At around the same time, another member opposed to the amendment requested the use of an outside common area for the purposes of a political rally. The request was denied by the Board with the Board giving no reason for the denial.
As with the December, 2010 election, there were not enough votes cast at the April, 2011 election. The Board extended the voting another week, and ultimately met its target goal of votes cast and of required “yes” votes and petitioned the Court for amendment of the CC&R’s. Two homeowners filed suit seeking to invalidate the election based on alleged violation of fair access rules under the Davis-Stirling Act. The trial court found in favor of the defendant HOA, holding that: (1) the HOA’s election rules were in compliance with section 1363.03; (2) the equal-access requirement concerning points of view contained in section 1363.03(a)(1) was inapplicable based on the clear language of the statute; and (3) there was no violation of the free access to common areas required under section 1363.03(a)(2). The plaintiffs appealed the second and third of the court’s rulings.
On Appeal, the Court of Appeal reversed, finding that the Association had violated Civil Code Sections 1363.03(a)(1) and (a)(2). The Court concluded that, under 1363.03(a)(1), the Board and its members should not be treated differently than any other members of the HOA. Therefore, by using its own media to endorse a particular viewpoint, which it did repeatedly in the newsletter and in the materials accompanying the ballots, the Board subjected itself to the provisions of subdivision (a)(1). The Court found that it was undisputed that board members were “members” of the HOA and that, when enacting the statute, the Legislature was particularly concerned that opposing viewpoints other than those of the Board be heard. Furthermore, the Court held that a “plain English” definition of the term advocacy encompasses the actions of the Board in using its own media to further its position. Thus, having engaged in advocacy and being members of the HOA, the Board was required to permit other members of the HOA equal access to this media. Since the evidence established that the Board, on at least one occasion, refused to print an article opposing the amendments in the newsletter, the Board’s action violated subdivision (a)(1).
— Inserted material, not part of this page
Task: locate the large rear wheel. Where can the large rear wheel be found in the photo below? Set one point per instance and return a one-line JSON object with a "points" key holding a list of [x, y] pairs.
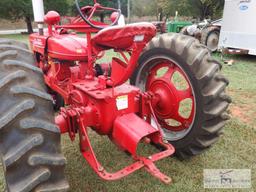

The Court then turned to section 1363.03(a)(2). The Court looked to the text of subdivision (a)(2) which applies to any “campaign…for purposes reasonably related to the election.” The Court determined the term “campaign” to be broader than a single election in this particular instance. Indeed, The Court noted the somewhat unique facts of the Board holding multiple elections in short succession and even tying the elections together by stating that elections would continue to be held until the amendment passed. Consequently, the Court found that the “campaign” encompassed all three elections. Therefore, because of the evidence that a member was forced to pay to use the clubhouse for a “town hall meeting” before the December, 2010 election and another member was refused permission to use an outdoor common area for a political rally before the April, 2011 election, there existed sufficient evidence that subdivision (a)(2) had been violated.
Finally, the court noted that under section 1363.09, a violation of election rules in 1363.03 “may” result in voiding the election, but the statute it did not say that it “shall” result in a voiding of the election. Hence, although the judgment was reversed, the case was sent back to the trial court for consideration of whether the results of the election should be voided.
This case confirms that if an HOA or its Board take any position at all in favor of or against a particular issue in an election, they will need to be careful to assure that equal access to opposing viewpoints are given, or risk voiding any election.